Idaho needs to increase voting options, not reduce access. Some Republican legislators believe that the integrity of Idaho’s elections is under threat. The conservative Heritage Foundation publishes information showing that Idaho has only had 10 voter fraud convictions since 1979. Yet these officials choose to respond by introducing proposals that deserve opposition. One bill would make it a felony for anyone but a family member to deliver an absentee ballot. If this bill passes, my neighbor who reads, marks or transports my ballot will be a criminal? Get real.
Data from 2020 indicate that 1,082,417 Idaho residents are of voting age, and 81% are registered. Our systems to validate and protect the integrity of elections are well designed. So, why restrict options now?
Only about two-thirds of Idaho residents cast a ballot in the most recent election. Many feel disconnected. Increasing participation in voting is sometimes difficult, time-consuming and costly. Yet the effort will create a more engaged population. Here are some ideas:
— Provide the ability when engaging with government services, such as when you get or renew your driver’s license, to register automatically.

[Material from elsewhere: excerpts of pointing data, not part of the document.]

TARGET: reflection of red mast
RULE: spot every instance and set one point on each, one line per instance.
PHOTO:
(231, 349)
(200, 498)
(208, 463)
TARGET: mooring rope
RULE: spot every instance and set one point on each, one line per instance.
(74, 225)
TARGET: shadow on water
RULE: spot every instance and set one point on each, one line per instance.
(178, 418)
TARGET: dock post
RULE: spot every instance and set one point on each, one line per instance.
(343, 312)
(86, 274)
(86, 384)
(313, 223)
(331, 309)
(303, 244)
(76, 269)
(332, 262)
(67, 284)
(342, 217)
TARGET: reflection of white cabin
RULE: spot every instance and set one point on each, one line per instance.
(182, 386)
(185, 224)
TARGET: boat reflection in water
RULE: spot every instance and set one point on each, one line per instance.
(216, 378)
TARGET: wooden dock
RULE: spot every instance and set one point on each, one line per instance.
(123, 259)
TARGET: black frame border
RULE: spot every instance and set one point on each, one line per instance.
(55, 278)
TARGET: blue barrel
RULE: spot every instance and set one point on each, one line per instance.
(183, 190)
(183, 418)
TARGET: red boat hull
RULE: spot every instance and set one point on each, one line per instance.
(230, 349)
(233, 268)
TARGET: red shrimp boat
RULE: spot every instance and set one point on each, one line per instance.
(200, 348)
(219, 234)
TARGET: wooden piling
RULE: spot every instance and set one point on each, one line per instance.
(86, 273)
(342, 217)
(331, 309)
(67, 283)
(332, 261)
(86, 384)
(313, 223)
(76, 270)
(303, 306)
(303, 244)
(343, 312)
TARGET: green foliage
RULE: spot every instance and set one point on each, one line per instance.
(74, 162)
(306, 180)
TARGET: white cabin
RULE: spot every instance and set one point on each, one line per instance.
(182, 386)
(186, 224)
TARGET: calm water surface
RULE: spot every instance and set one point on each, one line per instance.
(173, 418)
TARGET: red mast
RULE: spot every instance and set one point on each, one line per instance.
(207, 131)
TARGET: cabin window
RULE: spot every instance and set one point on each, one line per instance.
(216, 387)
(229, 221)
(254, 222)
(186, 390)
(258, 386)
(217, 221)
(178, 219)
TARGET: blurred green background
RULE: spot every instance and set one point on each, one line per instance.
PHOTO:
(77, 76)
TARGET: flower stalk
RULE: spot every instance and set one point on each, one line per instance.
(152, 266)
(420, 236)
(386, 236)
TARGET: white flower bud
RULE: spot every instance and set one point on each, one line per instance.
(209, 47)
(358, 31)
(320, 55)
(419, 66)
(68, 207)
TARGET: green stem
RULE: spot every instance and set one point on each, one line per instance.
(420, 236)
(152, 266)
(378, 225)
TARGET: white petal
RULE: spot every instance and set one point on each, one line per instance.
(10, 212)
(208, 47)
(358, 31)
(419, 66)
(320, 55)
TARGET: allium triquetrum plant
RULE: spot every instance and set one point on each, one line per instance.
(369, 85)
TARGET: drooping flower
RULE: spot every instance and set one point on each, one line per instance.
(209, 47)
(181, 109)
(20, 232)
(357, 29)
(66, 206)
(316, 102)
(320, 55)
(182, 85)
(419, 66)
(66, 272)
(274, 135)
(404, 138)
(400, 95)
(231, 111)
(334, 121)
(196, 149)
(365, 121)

— Preregister 16- and 17-year-olds, and increase education about the importance of casting a ballot.
— Ensure voting is accessible to all despite disability or language barriers.
— Continue no-excuse absentee voting.
— Continue to allow alternate forms of identification. Educate college students about voter rights and responsibilities.
Our republic works best when all parts of the community have a stake in elections. Our leaders must embrace the challenge of increasing participation for all groups within Idaho and reject the false narrative that our election system lacks integrity.